スペイン人の彼らの最初の推測としては<名字の前にあるから名「前」>なんだろう、ということですが、<日本語では名字(苗字)が名前の「前」>だと気付けば、その由来を知りたくなるのも分かります。
かつて「前」が尊敬語であったこととか、貴女の名に添える敬称であったことなどが関係しているのでしょうか?
Yeemar さんからのコメント
( Date: 2002年 2月 25日 月曜日 21:14:08)
「名前」はごくふつうに耳にすることばですが、その由来を調べようとするとむずかしいですね。
主だった国語辞典で「前」を引いても、納得のゆく説明が見当たりません。
『逆引き広辞苑』で「〜前」ということばを引いてみますと、「錠前」とか「男前」とか「腕前」とか、「名前」と同じく「なぜ『前』がつくのだろう?」と思うことばがいくつか出てきます。
意味の分からない「〜前」のつくことばのリストが増えたおかげで、かえって考察しやすくなったように思います。
ここでNHKアナウンス編『失敗しない話ことば』(KAWADE夢新書、1997)を開いてみますと、「「錠前」「男前」「江戸前」この「前」とはいったい何のこと?」というページがありまして(p.113)、「〜前」についての考察があります。

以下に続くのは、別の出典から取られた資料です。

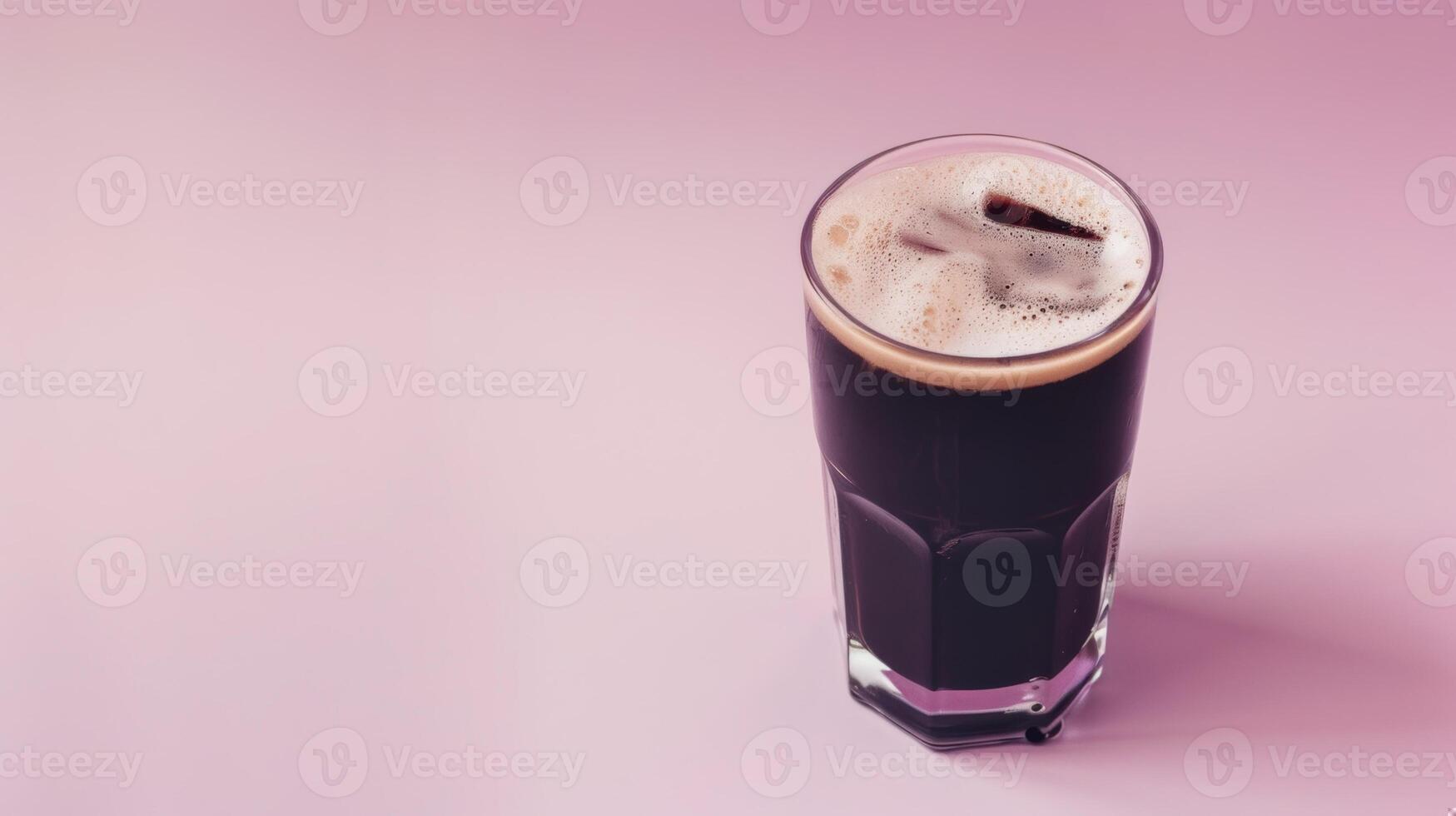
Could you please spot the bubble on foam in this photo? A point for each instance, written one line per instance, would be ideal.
(913, 254)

杉戸清樹氏のお知恵を拝借している部分が大きいようです。
「板前」「江戸前」などは、「板の前にいる人」「江戸の前に広がる東京湾」〔江戸湾〕などのことだそうで、これはわれわれの理解している「前」の意味をそのまま用いているのでしょう。
「割り前」「分け前」「一人前」などの「〜前」は〈割り当てられたもの〉ということでしょう。
さらに、
「前」ということばは、人の前面からにじみ出てくるというところから、人間の能力や姿、形なども意味するようになった。こうして生まれたのが「男前」や「腕前」というわけである。〔略。「錠前」も〕鍵や錠をつくる職人さんの技術がことばに込められているということから「前」がついたと考えることもでき、そう考えれば「男前」「腕前」の「前」と共通することになる。とあります。
私はちょっと説明を変えて、「男前」「腕前」「錠前」の「〜前」は、〈一定の形をなしているものを表す接尾辞〉と捉えてみました。
「名前」も、同じように説明できないでしょうか。〈ある一定の形をとっている名〉のことを「名前」というのでしょう。
そんな迂遠な言い方をしなくても「名」でいいのに、なぜ「〜前」をくっつけるのか? それは、こういうことでしょう。「え(枝)」と言えばすむところをわざわざ「えだ」と言ったり、「お(尾)」と言えばいいところをことさらに「おっぽ」と言ったり、「こ(子)」で十分なのにあえて「子ども」と言ったり、「せ(背)」で問題ないのにご丁寧にも「背中」と言ったりするのと共通の心理があるのでしょう。
1拍名詞は印象が弱く聞き取りにくくもあるので、「名」の下に、意味はほとんどなきに等しい「〜前」という接尾辞をつけたのが「名前」だ、というのが真相に近かろうと思います。
ちなみに、18世紀あたりから用例があるようです(日本国語大辞典)。
Yeemar さんからのコメント
( Date: 2002年 2月 25日 月曜日 21:16:55)
正誤訂正
×失敗しない話ことば ○失敗しない話しことば
天野修治 さんからのコメント
( Date: 2002年 3月 05日 火曜日 0:30:34)
(やっと会議室にアクセスできました。サーバが不調だったんですね)
Yeemar さん、興味深い情報をありがとうございます。
外国人に日本語を教えていると、思いも掛けない疑問が出されて、なかなか楽しいものです。
Yeemar さんの示された情報の中では、
<「割り前」「分け前」「一人前」などの「〜前」は〈割り当てられたもの〉>
という箇所が、最初の投稿以降、「名前」の「前」と関係あるかもしれないと、私が何となく考えていたことと一致します。
つまり、「各々に割り当てられた分の」名という意味での「名前」ではないか、と思い始めています。
<1拍名詞は印象が弱く聞き取りにくくもあるので、「名」の下に、意味はほとんどなきに等しい「〜前」という接尾辞をつけたのが「名前」だ、というのが真相に近かろうと思います。>
そういう点も確かにあるのでしょうね。しかし一方で、「歯・手・胃・目・絵・木・毛…」などの「一拍名詞」が今日でもかなり頑固に生き長らえていることを考えると、「名」の後に加えられた「前」に、何らかの意味合いを探りたくなります。
また、何かありましたら、お知らせ願います。